The seizure of British-owned oil tankers in the Strait of Hormuz is the signal that Iran’s patience has run out, worn thin by European inaction over a year after the US pullout from the nuclear deal, analysts have told RT.
Prior to May this year, Iran exercised extreme restraint despite the US sanctions and its frustration with Europe’s failure to offset the losses they caused, Hamed Mousavi, political science professor at the university of Tehran, said.
Eventually, Iran’s patience ran out, but not before the US “made sure that Iran has very few options remaining.”
“For a year Tehran was not doing anything and was abiding by the nuclear deal to the letter in the hopes that the Europeans would come up with a form of a mechanism… that would allow Iran to circumvent the US sanctions,” Mousavi said.

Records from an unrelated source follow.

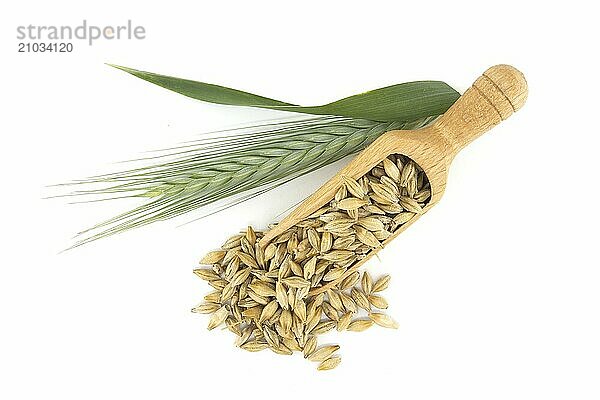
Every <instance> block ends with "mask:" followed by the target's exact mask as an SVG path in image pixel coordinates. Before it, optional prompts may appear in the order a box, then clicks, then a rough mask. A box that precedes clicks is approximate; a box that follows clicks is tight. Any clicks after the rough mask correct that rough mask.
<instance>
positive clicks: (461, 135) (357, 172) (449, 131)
mask: <svg viewBox="0 0 600 400" xmlns="http://www.w3.org/2000/svg"><path fill="white" fill-rule="evenodd" d="M526 99H527V82H526V81H525V77H524V76H523V74H522V73H521V72H520V71H519V70H517V69H516V68H514V67H511V66H510V65H496V66H493V67H491V68H489V69H488V70H487V71H485V72H484V73H483V75H481V76H480V77H479V78H478V79H477V80H476V81H475V83H473V85H472V86H471V87H470V88H469V89H468V90H467V91H466V92H465V93H464V94H463V95H462V96H461V97H460V98H459V99H458V100H457V101H456V103H454V104H453V105H452V107H450V108H449V109H448V111H446V113H445V114H444V115H442V116H441V117H440V118H439V119H438V120H437V121H436V122H435V123H433V124H432V125H430V126H428V127H425V128H422V129H418V130H406V131H402V130H396V131H389V132H386V133H384V134H383V135H381V136H380V137H379V138H378V139H376V140H375V141H374V142H373V143H372V144H371V145H370V146H369V147H367V148H366V149H364V150H363V151H362V152H361V153H359V154H358V155H357V156H356V158H354V160H352V161H351V162H350V163H349V164H348V165H347V166H346V167H344V168H343V169H342V170H340V171H339V172H338V173H337V174H336V175H335V176H334V177H333V178H331V179H330V180H329V181H328V182H326V183H325V184H324V185H323V186H321V187H320V188H319V189H318V190H317V191H316V192H315V193H313V194H312V195H311V196H310V197H308V198H307V199H306V200H305V201H304V202H303V203H302V204H300V205H299V206H298V207H297V208H296V209H295V210H293V211H292V212H291V213H290V214H289V215H288V216H287V217H285V218H284V219H283V220H282V221H281V222H280V223H279V224H277V226H276V227H275V228H273V229H271V230H270V231H269V232H267V233H266V234H265V236H264V237H263V238H262V239H261V242H260V243H261V245H262V246H266V245H267V244H268V243H269V242H270V241H271V240H272V239H273V238H275V237H276V236H278V235H279V234H281V233H283V232H285V231H286V230H287V229H289V228H291V227H292V226H294V225H295V224H297V223H298V222H300V221H302V220H304V219H306V218H307V217H308V216H309V215H311V214H313V213H314V212H315V211H317V210H318V209H319V208H321V207H322V206H324V205H325V204H327V203H329V202H330V201H331V200H332V199H333V197H334V195H335V193H336V191H337V190H338V188H339V187H340V186H341V185H342V184H343V178H342V177H344V176H347V177H352V178H354V179H358V178H360V177H361V176H363V175H365V174H366V173H367V172H369V171H370V170H371V169H372V168H373V167H375V166H376V165H377V164H379V162H381V161H382V160H383V159H384V158H386V157H387V156H389V155H390V154H403V155H405V156H407V157H409V158H411V159H412V160H414V161H415V162H416V163H417V164H418V165H419V166H420V167H421V168H423V171H424V172H425V174H426V175H427V177H428V179H429V183H430V185H431V198H430V200H429V203H428V204H427V205H426V206H425V207H424V209H423V213H425V212H427V211H428V210H429V209H430V208H431V207H433V206H434V205H435V204H436V203H437V202H438V201H439V200H440V198H441V197H442V194H443V193H444V189H445V187H446V181H447V177H448V168H449V166H450V163H451V162H452V160H453V159H454V156H455V155H456V154H457V153H458V152H459V151H460V150H461V149H462V148H464V147H465V146H466V145H467V144H469V143H470V142H471V141H473V140H474V139H476V138H477V137H479V136H480V135H481V134H483V133H484V132H487V131H488V130H490V129H491V128H492V127H494V126H495V125H497V124H498V123H500V122H501V121H503V120H505V119H507V118H508V117H510V116H511V115H512V114H513V113H514V112H515V111H517V110H518V109H520V108H521V107H522V106H523V104H524V103H525V100H526ZM417 219H418V218H417V217H414V218H412V219H411V220H410V221H409V222H407V223H406V224H404V225H402V226H400V227H399V228H398V229H396V231H394V232H393V233H392V235H391V236H390V237H389V238H388V239H387V240H385V242H383V246H385V245H386V244H387V243H388V242H389V241H390V240H392V239H394V238H395V237H396V236H398V235H399V234H400V233H401V232H403V231H404V230H405V229H406V228H407V227H408V226H409V225H411V224H412V223H413V222H414V221H416V220H417ZM378 250H379V249H374V250H372V251H370V252H369V253H368V255H367V257H365V258H364V259H362V260H360V261H358V262H357V263H356V264H354V265H353V266H352V267H351V268H349V269H348V271H346V273H345V274H344V275H343V276H342V277H341V278H340V279H338V280H336V281H334V282H330V283H328V284H326V285H324V286H321V287H319V288H317V289H314V290H313V291H311V294H318V293H320V292H323V291H326V290H327V289H329V288H330V287H332V286H333V285H335V284H336V283H337V282H339V281H340V280H341V279H344V278H345V277H347V276H348V275H350V274H352V273H353V272H354V271H356V270H357V269H358V268H360V266H361V265H362V264H363V263H364V262H366V261H367V260H368V259H369V258H370V257H372V256H373V255H374V254H376V253H377V251H378Z"/></svg>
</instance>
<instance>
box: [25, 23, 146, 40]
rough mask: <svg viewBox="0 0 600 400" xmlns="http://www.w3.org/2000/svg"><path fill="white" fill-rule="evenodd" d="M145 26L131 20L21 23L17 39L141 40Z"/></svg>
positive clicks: (26, 39) (74, 39)
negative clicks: (88, 21) (46, 23)
mask: <svg viewBox="0 0 600 400" xmlns="http://www.w3.org/2000/svg"><path fill="white" fill-rule="evenodd" d="M145 38H146V28H144V27H143V26H141V25H135V24H134V23H133V22H132V21H131V20H128V21H127V23H125V24H122V25H103V26H101V25H92V24H89V23H88V21H87V20H85V19H84V20H83V23H81V24H80V25H76V26H71V25H60V26H56V25H21V26H17V39H18V40H21V41H28V40H35V41H41V42H44V41H61V42H68V41H74V40H85V41H86V42H87V44H88V45H90V46H91V45H93V44H94V42H96V41H98V40H143V39H145Z"/></svg>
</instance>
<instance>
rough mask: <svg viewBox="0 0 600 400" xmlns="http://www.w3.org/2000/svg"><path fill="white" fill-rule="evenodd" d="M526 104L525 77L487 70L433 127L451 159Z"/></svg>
mask: <svg viewBox="0 0 600 400" xmlns="http://www.w3.org/2000/svg"><path fill="white" fill-rule="evenodd" d="M526 100H527V81H526V80H525V76H523V74H522V73H521V71H519V70H518V69H516V68H515V67H512V66H510V65H504V64H501V65H495V66H493V67H491V68H488V69H487V70H486V71H485V72H484V73H483V74H482V75H481V76H480V77H479V78H477V80H476V81H475V83H473V86H471V87H470V88H469V89H468V90H467V91H466V92H465V93H464V94H463V95H462V96H461V97H460V98H459V99H458V100H457V101H456V103H454V104H453V105H452V107H450V108H449V109H448V111H446V113H445V114H444V115H443V116H442V117H441V118H440V119H439V120H438V121H436V123H435V124H434V125H433V127H434V129H435V130H436V131H437V132H438V134H439V136H440V137H441V138H442V139H443V140H444V141H445V142H446V145H447V149H448V153H449V154H450V155H452V156H453V155H455V154H456V153H458V151H459V150H460V149H462V148H463V147H465V146H466V145H467V144H469V143H470V142H471V141H473V140H474V139H476V138H477V137H479V136H480V135H481V134H483V133H484V132H486V131H488V130H489V129H491V128H492V127H494V126H495V125H497V124H498V123H500V122H501V121H504V120H505V119H507V118H508V117H510V116H511V115H512V114H513V113H514V112H515V111H517V110H519V109H520V108H521V107H522V106H523V104H525V101H526Z"/></svg>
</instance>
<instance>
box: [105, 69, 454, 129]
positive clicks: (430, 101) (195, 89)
mask: <svg viewBox="0 0 600 400" xmlns="http://www.w3.org/2000/svg"><path fill="white" fill-rule="evenodd" d="M109 65H111V66H112V67H115V68H118V69H120V70H123V71H125V72H128V73H130V74H132V75H134V76H137V77H138V78H140V79H143V80H145V81H148V82H151V83H154V84H156V85H158V86H161V87H163V88H165V89H169V90H172V91H174V92H177V93H180V94H182V95H184V96H188V97H191V98H193V99H197V100H202V101H207V102H210V103H216V104H226V105H234V106H248V107H260V108H268V109H272V110H280V111H292V112H299V113H304V114H315V115H336V116H342V117H350V118H361V119H369V120H371V121H380V122H387V121H414V120H417V119H420V118H425V117H429V116H433V115H440V114H443V113H444V112H445V111H446V110H447V109H448V108H449V107H450V106H451V105H452V104H453V103H454V102H455V101H456V100H457V99H458V97H459V96H460V94H459V93H458V92H457V91H456V90H454V89H453V88H451V87H450V86H448V85H447V84H446V83H444V82H440V81H419V82H407V83H401V84H398V85H393V86H388V87H384V88H380V89H375V90H371V91H368V92H365V93H361V94H357V95H354V96H350V97H346V98H344V99H341V100H338V101H334V102H333V103H329V104H325V105H321V106H308V107H307V106H298V105H295V104H290V103H286V102H283V101H279V100H274V99H270V98H268V97H263V96H258V95H255V94H252V93H247V92H243V91H241V90H236V89H231V88H227V87H224V86H219V85H213V84H209V83H204V82H197V81H192V80H189V79H181V78H174V77H171V76H166V75H159V74H154V73H152V72H145V71H138V70H136V69H132V68H127V67H122V66H118V65H112V64H109Z"/></svg>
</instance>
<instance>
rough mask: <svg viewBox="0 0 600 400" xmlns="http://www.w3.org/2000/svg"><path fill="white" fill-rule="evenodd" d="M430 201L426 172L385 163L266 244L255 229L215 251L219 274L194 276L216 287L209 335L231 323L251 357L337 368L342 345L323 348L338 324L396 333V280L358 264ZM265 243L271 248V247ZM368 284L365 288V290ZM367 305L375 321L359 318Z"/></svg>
mask: <svg viewBox="0 0 600 400" xmlns="http://www.w3.org/2000/svg"><path fill="white" fill-rule="evenodd" d="M430 196H431V192H430V187H429V182H428V180H427V177H426V176H425V174H424V172H423V170H422V169H421V168H420V167H419V166H418V165H417V164H416V163H414V162H413V161H412V160H410V159H408V158H407V157H405V156H402V155H393V156H390V157H388V158H386V159H385V160H384V161H382V162H381V163H380V164H379V165H377V166H376V167H375V168H373V169H372V170H371V171H370V172H369V173H368V174H366V175H365V176H363V177H361V178H360V179H359V180H358V181H357V180H354V179H351V178H344V184H343V185H342V186H341V187H340V188H339V190H338V191H337V193H336V194H335V197H334V199H333V200H332V201H331V202H330V204H329V205H327V206H326V207H323V208H321V209H320V210H318V211H317V212H315V213H314V214H312V215H311V216H309V217H308V218H307V219H306V220H304V221H302V222H300V223H298V224H297V225H295V226H293V227H292V228H290V229H288V230H287V231H285V232H284V233H282V234H281V235H279V236H278V237H276V238H274V239H273V240H272V241H271V243H269V244H268V245H267V246H266V247H264V246H259V244H258V241H259V240H260V238H261V237H262V236H263V234H262V233H261V232H255V231H254V230H253V229H252V228H251V227H248V229H247V230H246V232H245V233H242V234H239V235H235V236H233V237H231V238H229V239H228V240H227V241H226V242H225V243H224V244H223V246H222V247H221V250H218V251H213V252H211V253H209V254H208V255H206V256H205V257H204V258H203V259H202V260H201V262H200V263H201V264H206V265H212V268H210V269H196V270H194V272H195V273H196V275H198V276H199V277H201V278H202V279H204V280H206V281H208V283H209V284H210V285H211V286H212V287H213V288H214V289H215V290H214V291H213V292H211V293H209V294H208V295H207V296H205V297H204V300H205V302H204V303H202V304H200V305H198V306H196V307H195V308H194V309H193V310H192V311H194V312H198V313H205V314H212V316H211V318H210V321H209V324H208V329H214V328H216V327H218V326H219V325H221V324H222V323H225V324H226V326H227V328H228V329H229V330H230V331H232V332H233V333H235V334H236V335H237V336H238V337H237V341H236V344H237V346H238V347H241V348H242V349H244V350H247V351H260V350H264V349H267V348H269V349H271V350H272V351H274V352H275V353H278V354H292V353H293V352H294V351H302V352H303V353H304V357H305V358H307V359H309V360H311V361H316V362H319V363H320V364H319V366H318V369H319V370H327V369H332V368H335V367H336V366H337V365H338V364H339V362H340V360H341V359H340V357H339V356H335V355H333V354H334V353H335V352H336V351H337V350H338V349H339V346H337V345H327V346H322V347H318V346H317V336H318V335H320V334H323V333H325V332H328V331H330V330H332V329H334V328H336V329H337V330H338V331H344V330H348V331H354V332H360V331H363V330H365V329H368V328H369V327H371V326H372V325H373V323H375V324H377V325H381V326H383V327H386V328H397V324H396V322H394V320H392V319H391V318H390V317H389V316H388V315H386V314H384V313H381V312H377V311H373V308H375V309H386V308H387V307H388V303H387V301H386V300H385V299H384V298H383V297H381V296H380V295H378V293H379V292H381V291H382V290H384V289H386V288H387V286H388V283H389V280H390V277H389V276H384V277H382V278H380V279H378V280H377V281H375V282H373V280H372V278H371V277H370V275H369V274H368V273H367V272H363V275H362V278H361V277H360V275H359V272H358V271H357V269H358V266H359V265H358V261H360V260H362V259H363V258H365V257H366V256H367V254H368V253H369V252H371V251H373V250H376V249H378V248H380V247H381V246H382V243H383V242H384V241H385V240H386V239H387V238H388V237H389V236H390V235H391V234H392V233H393V232H394V231H395V230H396V229H398V228H399V227H400V226H402V225H403V224H405V223H407V222H408V221H410V220H411V219H412V218H413V217H414V216H415V215H416V214H420V213H422V211H423V207H424V206H425V204H426V203H427V201H428V200H429V198H430ZM263 247H264V248H263ZM359 280H360V284H357V283H358V281H359ZM359 309H363V310H364V311H366V317H359V318H356V316H357V313H358V312H359Z"/></svg>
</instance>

By refusing to hold back any longer, Iran wants to send a clear signal to the UK, “but especially to the Americans,” that Tehran has “the means and the power to respond to pressure and to aggression.” Iran’s actions are also a response to the US military build-up at its Middle East doorstep, Mousavi said.
Iranian journalist and Middle East expert Abbas Aslani agreed that the US withdrawal was what triggered the crisis along with the “inaction of the Europeans.”
The US might flex its military muscles in the Persian Gulf, but it’s likely not looking forward to entangling itself in a major war with Iran, especially with the US presidential elections inching closer. In part, it is because Iran has convinced the US that it would never be a short victorious war.
“What [US President Donald Trump] might be after is a short and quick attack against the country, but Iran has made sure through the channels it has that no quick war will happen if the Americans attack the country.”
Instead, the US would be looking at a long campaign that could see Iran attacking its military bases and interests in the region, the type of bog-down that can cost Trump his reelection.
This can be an all-out war in the region, which will be very bloody and costly
Iran seized two British-operated vessels in the State of Hormuz on Friday, one of which has since been released after reportedly receiving warnings over safety and environmental issues.
The other vessel, the Stena Impero, is still in the Iranian custody after being accused of maritime violations. Iran claimed that the tanker turned off its tracking device and ignored warnings before the seizure. The UK has denounced the incident as “unacceptable” but said that it hopes to resolve it through diplomacy.
It’s “a sure bet” that the ships were seized in retaliation to the UK’s behavior, Kevin Afrasiabi, a former adviser to Iran’s nuclear negotiating team told RT. Afrasiabi said he believes the British government could have easily avoided inflaming the standoff with Iran if it released the Iranian oil tanker it seized two weeks ago, thus “foolishly inserting itself in the crisis between Iran and Washington.”
Instead of putting an end to the crisis, the UK “decided to continue to appease Washington war-mongers by aiding an illegal oil embargo imposed on Iran unilaterally by the US” and militarizing the Gulf.
Earlier this week, it was revealed that a third major UK warship will set off for the Persian Gulf mid-September. The UK already has one warship permanently stationed in the waterway, and another one is currently sailing towards the Gulf to relieve it.
London “thinks it can just trample on the rights of third world nations with impunity and expect the other side to lie down and die,” Afrasiabi said – but that “will not happen with Iran.” On the other hand, if the UK takes a step back now and releases the tanker, the ex-adviser believes Iran will reciprocate.